There are different types of melanosome arrangements, with flat melanosomes producing less light absorption, hollow melanosomes have a major impact on iridescence, and a combination of flat and hollow melanosomes adding to the color palette. Dr Maia cited the African starlings as having a wide array of melanosome arrangements and the resultant optical complexity. The different color palettes among the starlings, derived from different melanosome morphologies, drive faster speciation and greater diversity.

The lecture was followed by a Q&A session, in which I was beaten to the punch by a gentleman who inquired about brood parasites such as cuckoos and cowbirds... how do they fool their victims? Dr Maia hypothesized that the calls of baby birds are probably similar enough that the adults don't figure out that something is wrong. Some bastard in the audience asked specifically about the hypothesis that ornamentation was correlated with lower parasite counts. Dr Maia reiterated that ornamentation was generally a good indicator of health and good genes, followed by a brief overview of the handicap hypothesis.
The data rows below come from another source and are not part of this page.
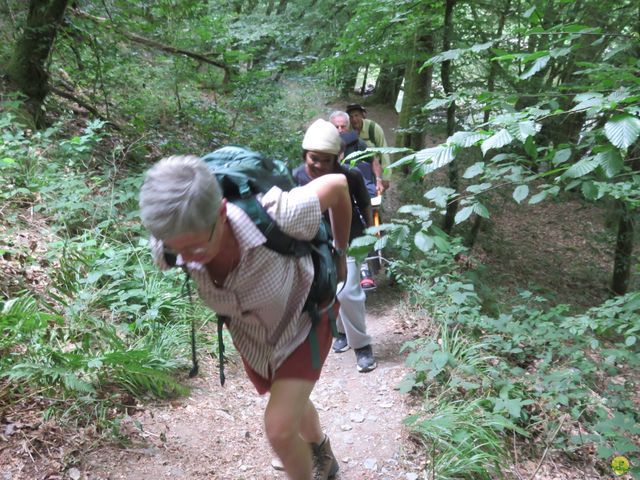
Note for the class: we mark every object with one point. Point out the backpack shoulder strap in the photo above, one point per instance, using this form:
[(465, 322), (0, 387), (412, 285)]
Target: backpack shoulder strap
[(372, 133), (277, 240)]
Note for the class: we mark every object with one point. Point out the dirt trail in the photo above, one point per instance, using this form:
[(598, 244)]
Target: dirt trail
[(216, 433)]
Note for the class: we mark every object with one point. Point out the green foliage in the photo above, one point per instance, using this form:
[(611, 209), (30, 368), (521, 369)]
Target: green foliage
[(112, 325), (519, 371)]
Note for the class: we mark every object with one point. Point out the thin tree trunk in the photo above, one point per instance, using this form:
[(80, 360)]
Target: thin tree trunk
[(386, 91), (27, 67), (417, 88), (491, 83), (624, 251), (452, 207)]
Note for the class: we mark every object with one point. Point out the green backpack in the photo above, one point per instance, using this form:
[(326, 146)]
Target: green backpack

All told, this was another fantastic lecture, a feather in the cap of the Secret Science Club. My main interests lie in biology and the study of evolution, so this lecture hit the 'Secret Science Sweet Spot' for me- it was a great overview of bird reproductive strategies and the anatomy of feathers, illustrated by incredible video footage. I'm a bird nerd, and a dino nerd, so Dr Maia knocked it out of the park in my estimation. Kudos to Dr Maia, Margaret and Dorian, and the staff of the beautiful Bell House.


ifthethunderdontgetya™³²®© said...

A feather in the cap, indeed, and Happy Turkey Day, B^4!!

Big Bad Bald Bastard said...

Thank you sir, Happy Thanksgiving to thee and thine.